Now the hard truth: Payroll taxes don’t go away just because your business closed. Why? Because part of that money (employee withholdings) was never yours to begin with. The IRS treats it differently—and much more aggressively.


Here’s what usually happens next:

  1. The IRS investigates who was “responsible.”  They look at who controlled finances, signed checks, and made the decision not to pay the 'Trust Funds".
  2. They next assess a Trust Fund Recovery Penalty (TFRP) on the individuals whom they found responsible. This debt is PERSONAL—even if you had an LLC or corporation.
  3. Collections don’t stop just because the business is gone. They now use bank levies, wage garnishments, and liens on whatever assets the responsible persons might have.


But here’s what most people don’t realize: You still have options.
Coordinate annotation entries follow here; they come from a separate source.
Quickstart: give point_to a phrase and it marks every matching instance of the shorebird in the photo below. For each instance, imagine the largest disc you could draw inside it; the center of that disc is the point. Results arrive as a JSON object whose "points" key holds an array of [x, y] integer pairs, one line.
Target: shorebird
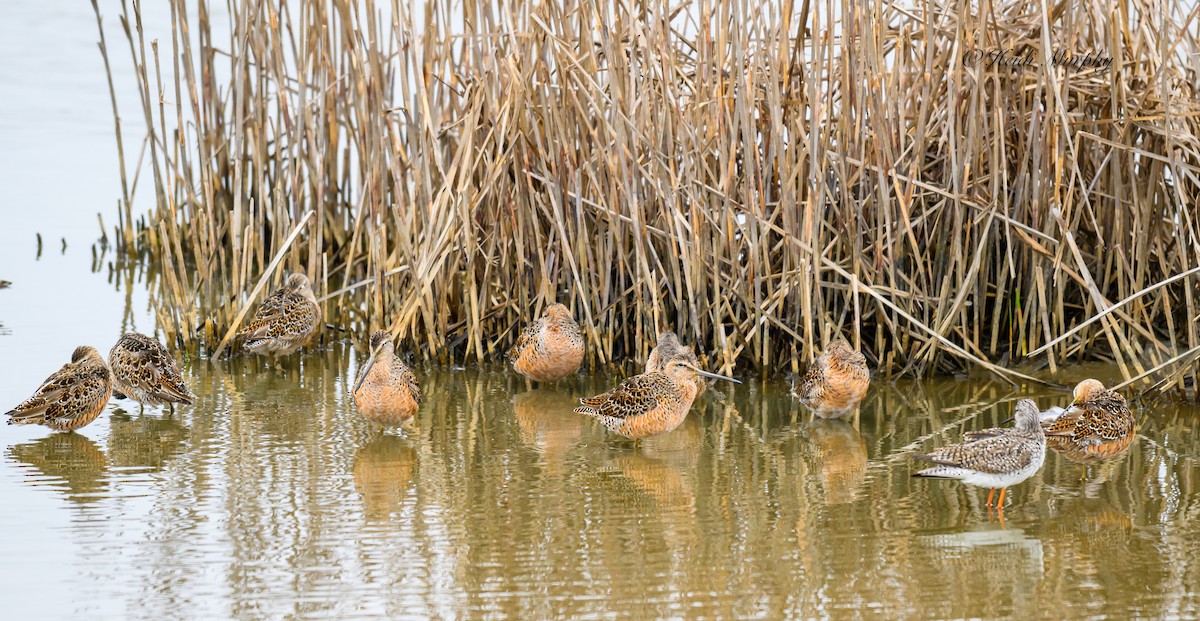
{"points": [[1000, 459], [387, 392], [667, 348], [837, 381], [70, 398], [648, 404], [286, 320], [550, 348], [1097, 424], [145, 372], [1044, 417]]}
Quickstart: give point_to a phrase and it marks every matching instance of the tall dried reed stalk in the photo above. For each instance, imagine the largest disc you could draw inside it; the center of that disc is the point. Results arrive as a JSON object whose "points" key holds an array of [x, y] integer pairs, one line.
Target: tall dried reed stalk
{"points": [[755, 176]]}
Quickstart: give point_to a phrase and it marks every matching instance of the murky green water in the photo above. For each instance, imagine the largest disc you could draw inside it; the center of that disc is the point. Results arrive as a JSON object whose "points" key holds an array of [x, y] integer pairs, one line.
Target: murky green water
{"points": [[270, 498]]}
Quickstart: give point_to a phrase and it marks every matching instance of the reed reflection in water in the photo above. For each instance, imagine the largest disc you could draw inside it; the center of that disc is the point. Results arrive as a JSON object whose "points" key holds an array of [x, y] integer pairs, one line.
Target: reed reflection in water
{"points": [[273, 498]]}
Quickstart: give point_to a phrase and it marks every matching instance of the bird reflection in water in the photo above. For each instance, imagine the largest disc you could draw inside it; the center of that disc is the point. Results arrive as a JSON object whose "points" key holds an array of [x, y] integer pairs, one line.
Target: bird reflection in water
{"points": [[383, 472], [838, 454], [144, 441], [70, 463], [547, 423]]}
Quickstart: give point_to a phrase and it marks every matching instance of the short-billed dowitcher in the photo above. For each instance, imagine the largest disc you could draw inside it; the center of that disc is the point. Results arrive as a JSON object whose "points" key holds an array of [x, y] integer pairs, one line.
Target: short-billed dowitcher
{"points": [[550, 348], [145, 372], [837, 381], [286, 320], [1097, 424], [70, 398], [1000, 459], [651, 403], [667, 348], [387, 392]]}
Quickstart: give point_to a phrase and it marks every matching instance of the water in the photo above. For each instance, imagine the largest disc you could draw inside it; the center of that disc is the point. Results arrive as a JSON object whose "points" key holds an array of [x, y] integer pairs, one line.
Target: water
{"points": [[271, 499]]}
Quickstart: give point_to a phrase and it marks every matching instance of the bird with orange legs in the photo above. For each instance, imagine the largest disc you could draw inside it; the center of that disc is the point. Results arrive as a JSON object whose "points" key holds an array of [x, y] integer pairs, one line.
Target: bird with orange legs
{"points": [[837, 381], [550, 348], [999, 459], [648, 404], [70, 398], [1098, 424], [387, 392]]}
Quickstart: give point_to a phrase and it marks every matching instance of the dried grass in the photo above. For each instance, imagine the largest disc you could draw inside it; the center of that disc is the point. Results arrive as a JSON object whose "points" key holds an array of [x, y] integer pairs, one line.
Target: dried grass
{"points": [[755, 178]]}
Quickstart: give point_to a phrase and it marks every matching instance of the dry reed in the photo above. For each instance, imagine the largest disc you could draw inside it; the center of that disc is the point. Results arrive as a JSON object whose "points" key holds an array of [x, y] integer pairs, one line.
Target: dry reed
{"points": [[755, 176]]}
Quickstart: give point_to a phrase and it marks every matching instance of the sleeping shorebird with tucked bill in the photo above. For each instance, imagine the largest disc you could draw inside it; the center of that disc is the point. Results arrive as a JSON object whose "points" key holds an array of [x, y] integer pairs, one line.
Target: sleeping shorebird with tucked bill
{"points": [[648, 404], [387, 392], [667, 348], [286, 320], [145, 372], [550, 348], [1098, 424], [835, 383], [70, 398], [997, 458]]}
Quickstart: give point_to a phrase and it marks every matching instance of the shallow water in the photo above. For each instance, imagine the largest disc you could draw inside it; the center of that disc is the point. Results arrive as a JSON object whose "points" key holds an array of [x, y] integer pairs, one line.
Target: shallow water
{"points": [[271, 498]]}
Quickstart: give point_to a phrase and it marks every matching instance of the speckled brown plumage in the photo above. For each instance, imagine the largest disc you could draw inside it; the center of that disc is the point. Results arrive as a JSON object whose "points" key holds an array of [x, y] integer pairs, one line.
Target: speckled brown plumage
{"points": [[837, 381], [647, 404], [1097, 426], [550, 348], [670, 348], [286, 320], [1000, 459], [70, 398], [145, 372], [387, 391]]}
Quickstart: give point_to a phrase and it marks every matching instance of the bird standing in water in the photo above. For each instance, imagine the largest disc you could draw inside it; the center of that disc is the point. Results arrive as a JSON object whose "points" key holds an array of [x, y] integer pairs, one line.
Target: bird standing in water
{"points": [[286, 320], [550, 348], [387, 392], [648, 404], [1097, 426], [70, 398], [837, 381], [667, 348], [145, 372], [997, 459]]}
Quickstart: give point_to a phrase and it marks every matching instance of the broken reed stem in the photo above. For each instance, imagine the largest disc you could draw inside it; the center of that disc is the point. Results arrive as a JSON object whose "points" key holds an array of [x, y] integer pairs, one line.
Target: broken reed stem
{"points": [[757, 178]]}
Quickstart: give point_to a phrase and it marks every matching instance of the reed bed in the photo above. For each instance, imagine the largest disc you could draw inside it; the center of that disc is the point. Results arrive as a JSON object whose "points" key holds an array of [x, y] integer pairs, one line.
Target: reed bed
{"points": [[756, 176]]}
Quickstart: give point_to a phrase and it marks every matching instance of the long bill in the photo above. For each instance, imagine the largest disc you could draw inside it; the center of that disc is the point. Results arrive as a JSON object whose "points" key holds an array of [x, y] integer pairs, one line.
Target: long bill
{"points": [[366, 368], [717, 375]]}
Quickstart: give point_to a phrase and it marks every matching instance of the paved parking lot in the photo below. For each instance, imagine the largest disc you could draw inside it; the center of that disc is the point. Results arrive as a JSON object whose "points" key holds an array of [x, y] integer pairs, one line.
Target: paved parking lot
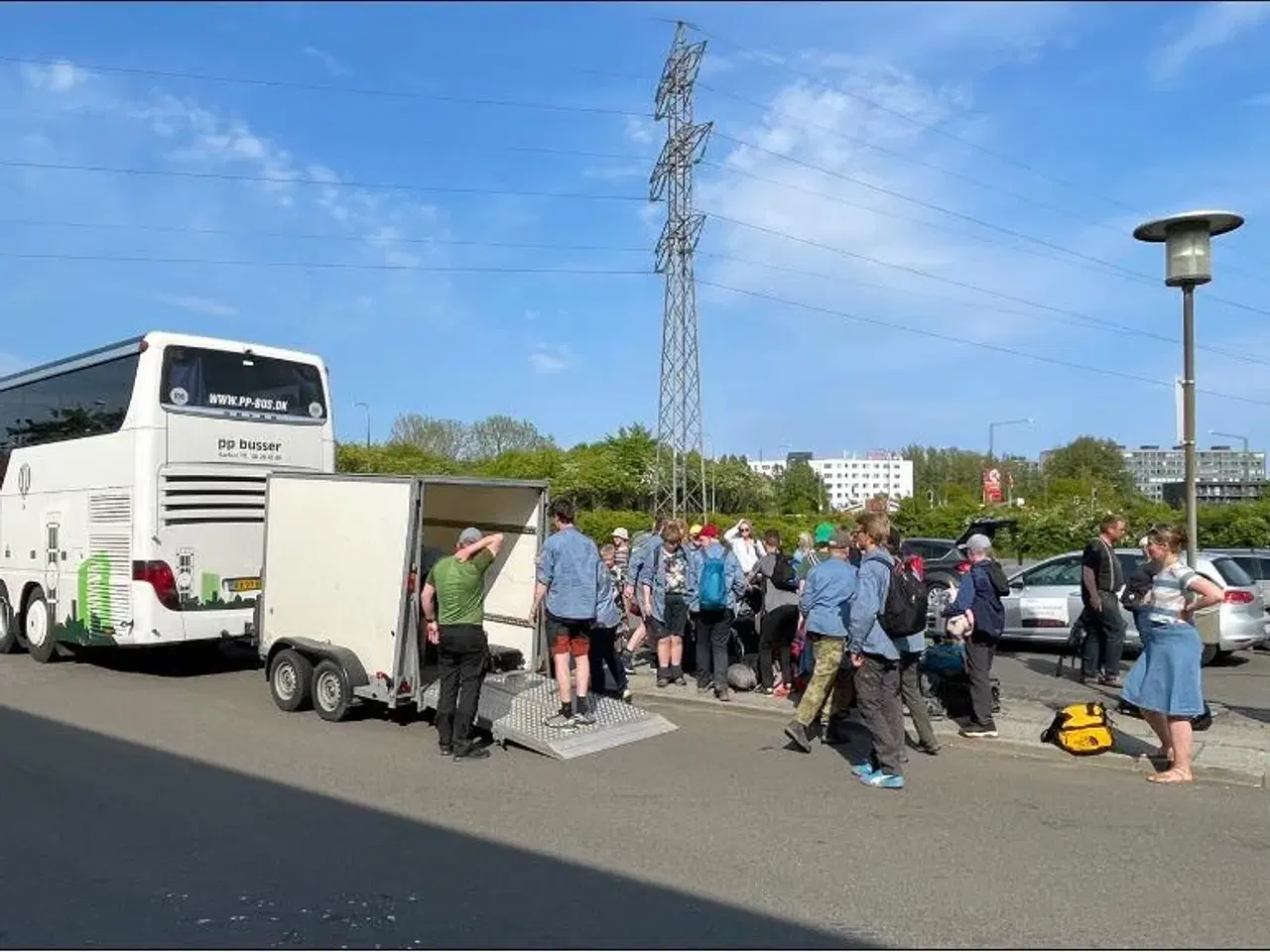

Depending on your situation, you may be able to:
• Set up a payment plan based on what you can actually afford
• Qualify for Currently Not Collectible (CNC) status
• Challenge or reduce the penalty if responsibility is unclear
• In some cases, settle for less through an Offer in Compromise


The key is timing and strategy. What you DON’T want to do:
• Ignore IRS notices
• Assume the debt died with the business
• Wait until enforcement starts


Early action gives you more control—and more options. If you’re in this situation, start by understanding where you stand before reacting emotionally. The IRS has a process. And once you understand it, this becomes a lot more manageable.